Billy Batson (Asher Angel) is a teenage orphan living with is foster family in Fawcett City. Travelling home on a train, he is mysteriously transported to another dimension where he meets an ancient wizard who bestows upon him god-like powers. When uttering the wizard’s name – Shazam – Billy turns into the like-named hero (Zachary Levi). His transformation comes just in time as he faces the vile evil of industrialist Dr. Sivana (Mark Strong). Billy/Shazam goes to great lengths to prove his worth as earth’s newest hero in the never-ending battle for justice.

Although it has its problems, ‘Shazam!’ is good fun. Only those with continuously dour dispositions would frown at its antics. Shazam is basically a child trapped in a man’s body learning the hard way the value of loyalty and using his powers for good. Whilst the word ‘journey’ may elicit groans, the screenplay pushes Billy on a road to discovery to be the person he is whilst dealing with various heroics.

The performances are on point with Angel and Levi successfully conveying the same personalities in different bodies. Their co-stars are fine without being particularly memorable. Letting events down is David F. Sandberg’s slack direction and glacial pacing. Too much time is spent on setting up Shazam’s skill developments with the finale taking forever to end. Less is always more as the cliché goes even if the CGI is amazing as ever with the many fight sequences eye-popping in their spectacle.

‘Shazam!’ doesn’t re-invent the superhero wheel and takes too long to tell its tale. As an overview of what has made the character enduring it mostly works. It makes those who grew up watching the TV series feel even more elderly, a power even Shazam didn’t need a wizard to provide.

Rating out of 10: 6

Hotel Mumbai

Since almost the dawn of mankind, terrorism has been an awful constant. Fear and destruction lay in its wake with the lives of those involved forever affected. This century has seen such atrocities increase tenfold with almost daily news reports detailing the carnage. Based on the 2008 Mumbai terror attacks, ‘Hotel Mumbai’ effectively explores how those involved react in these deadly situations and the swathe of anarchy unleashed.

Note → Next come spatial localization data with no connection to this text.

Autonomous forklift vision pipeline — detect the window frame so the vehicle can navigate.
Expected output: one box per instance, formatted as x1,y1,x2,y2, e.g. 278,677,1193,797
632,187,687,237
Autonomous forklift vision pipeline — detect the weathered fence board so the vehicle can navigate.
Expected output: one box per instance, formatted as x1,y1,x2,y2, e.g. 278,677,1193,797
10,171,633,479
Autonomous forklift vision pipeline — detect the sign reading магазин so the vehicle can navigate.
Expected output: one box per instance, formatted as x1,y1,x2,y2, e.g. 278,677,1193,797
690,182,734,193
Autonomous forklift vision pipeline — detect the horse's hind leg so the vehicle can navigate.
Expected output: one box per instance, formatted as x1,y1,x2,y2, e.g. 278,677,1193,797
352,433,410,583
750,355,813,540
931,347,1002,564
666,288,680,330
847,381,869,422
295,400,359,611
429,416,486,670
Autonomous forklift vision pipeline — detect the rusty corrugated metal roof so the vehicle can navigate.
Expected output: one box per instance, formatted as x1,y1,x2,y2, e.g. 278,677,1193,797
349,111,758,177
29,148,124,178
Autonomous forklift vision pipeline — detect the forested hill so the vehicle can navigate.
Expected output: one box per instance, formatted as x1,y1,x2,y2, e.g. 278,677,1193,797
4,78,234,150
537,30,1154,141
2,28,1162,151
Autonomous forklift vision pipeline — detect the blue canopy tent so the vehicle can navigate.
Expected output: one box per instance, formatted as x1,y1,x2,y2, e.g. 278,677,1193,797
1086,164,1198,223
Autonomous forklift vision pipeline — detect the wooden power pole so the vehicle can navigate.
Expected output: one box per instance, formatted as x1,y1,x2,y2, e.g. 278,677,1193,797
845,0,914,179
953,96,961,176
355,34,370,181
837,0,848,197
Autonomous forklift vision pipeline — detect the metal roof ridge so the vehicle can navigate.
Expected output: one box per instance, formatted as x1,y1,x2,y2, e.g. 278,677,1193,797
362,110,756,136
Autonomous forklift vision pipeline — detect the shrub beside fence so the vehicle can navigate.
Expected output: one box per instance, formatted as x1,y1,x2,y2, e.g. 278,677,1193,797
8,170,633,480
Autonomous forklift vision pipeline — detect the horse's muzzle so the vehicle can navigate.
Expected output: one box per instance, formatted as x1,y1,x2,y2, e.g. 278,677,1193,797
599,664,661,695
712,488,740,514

Hemant (Anupam Kher), is a popular chef at the Taj Mahal Palace Hotel in the Indian city of Mumbai. One of his co-workers is waiter Arjun (Dev Patel). Their busy schedule sees them looking after guests such as David (Armie Hammer), his wife Zahra (Nazanin Boniadi), and child. Swiftly their lives are torn apart when terrorists lay siege on the hotel. Events spiral out of control as guests and staff alike must band together to do whatever it takes to protect the threat to their lives.

Directed by Anthony Maras, ‘Hotel Mumbai’ is consistently engaging. His direction teases out the emotions and tension perfectly. In any terrorist situation nothing is predictable with death occurring potentially any moment. The fear of such fate drives the people in this story as they struggle against a hurricane of violence and destruction. The script skillfully sets up the scenario on all sides with the intricacies of hotel life dovetailing into the mechanics of terrorist activities.

None of these elements would work without strong performances. ‘Hotel Mumbai’ is filled with them with Patel and others never over-playing their roles. They know they aren’t performing in a turgid daytime soap opera and bring authenticity as the story explores what happens when evil strikes. The Indian filming unearthing the beauty and terror of the locale is used to good effect with the score remembering not to over-arch itself in terms of fake emotional cues.

‘Hotel Mumbai’ is an often disturbing, inspiring and striking reminder of terrorism’s vast reach. The commendable bravery of those who fought back against this is very well realized. It shows how terrorism can never ultimately win if we don’t give up and stand together to ensure such acts are as infrequent as possible.